I don’t want to forget that my Dad always had stamps, always – there wasn’t one weird occasion when I needed stamps and he didn’t have them – he would always buy those charity stamps – I’m pretty sure if for whatever reason I found myself back home and in need of a stamp – he would have one.
I never want to forget that my Mom would sing to me while she brushed my hair; “All I want is a room somewhere – lots of chocolates for me to eat.” In this one ray of sunshine that would hit her bedroom at a certain time of day, next to the Romeo and Juliet balcony with its creeping dark red, climbing roses. I don’t want to forget that bedroom with its soft white carpets, the lit candle on her dressing table when my Granddad died – the little dog in a cup ornament and the white enamel heart that contained all her special jewelry. How I loved that room – its white and pink warmth – the place of safety when nightmares of clowns would have me running into the reassuring sounds of sounds of snores and clocks ticking. Her pride and joy – the alarm clock tea maker, bubbling to a happy frenzy at the allocated time of 6am. My Mom would bring us a tray each. Tea, Weetabix, toast. I would reprimand her for pouring the milk on too soon and arriving with mooshly slabs where there was once crunchy bricks – so she started to bring the milk in a tiny little jug. Spoilt child – devoted Mother doing all she could to get me to eat – I was never a big eater, eating was a chore. I would sit for hours on my own in our linoleum red kitchen staring between the tiny openings of the kitchen door that allowed me to see a slither of TV whilst I sat in front of a plate of cold food I just couldn’t eat. I would feign an upset stomach, call my Mother a darling angel – every trick in the book was used to get off that bar stool and into the coziness of the lounge.

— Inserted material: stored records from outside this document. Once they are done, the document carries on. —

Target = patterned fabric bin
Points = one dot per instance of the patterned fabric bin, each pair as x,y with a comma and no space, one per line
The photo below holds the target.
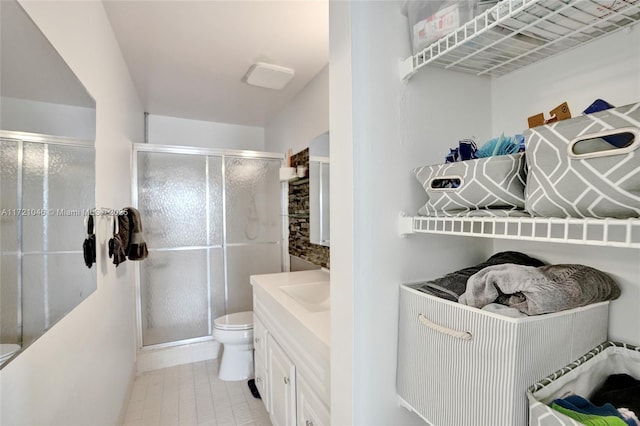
588,166
581,377
462,366
474,186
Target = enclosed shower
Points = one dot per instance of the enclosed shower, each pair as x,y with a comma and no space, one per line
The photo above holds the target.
211,219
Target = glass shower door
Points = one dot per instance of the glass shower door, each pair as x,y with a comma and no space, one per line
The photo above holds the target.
179,198
210,221
253,219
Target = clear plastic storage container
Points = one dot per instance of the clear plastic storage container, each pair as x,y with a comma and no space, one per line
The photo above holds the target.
430,20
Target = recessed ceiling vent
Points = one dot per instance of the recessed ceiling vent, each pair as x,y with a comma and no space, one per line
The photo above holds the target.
269,76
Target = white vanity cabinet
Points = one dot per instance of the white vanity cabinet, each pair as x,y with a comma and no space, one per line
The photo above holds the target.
291,352
281,384
311,411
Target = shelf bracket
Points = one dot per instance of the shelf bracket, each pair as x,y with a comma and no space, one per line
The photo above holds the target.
405,225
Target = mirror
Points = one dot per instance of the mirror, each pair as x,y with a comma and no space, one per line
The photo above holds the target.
47,183
319,232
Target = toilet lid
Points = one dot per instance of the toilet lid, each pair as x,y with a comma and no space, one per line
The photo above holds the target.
237,321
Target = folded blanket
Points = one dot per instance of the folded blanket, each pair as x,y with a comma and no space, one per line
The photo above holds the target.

I have never forgotten how my Mom always reminded me of the story of the Ginger Cat who would sit in such a spot of sunshine. I still see that cat in my mind every time I see this gorgeous surprising little ray of sunshine finding its way into an otherwise dark room.
I follow this girl on Instagram, one of these beachy blonde yoga social media queen types, she has tattooed on her wrist ‘Just Be’ and wears a watch that points at NOW – there is this fashionable trend in life philosophy at the moment – to be in this moment and nothing else. Just be – but there is a sacredness to my memories that I want to hold onto.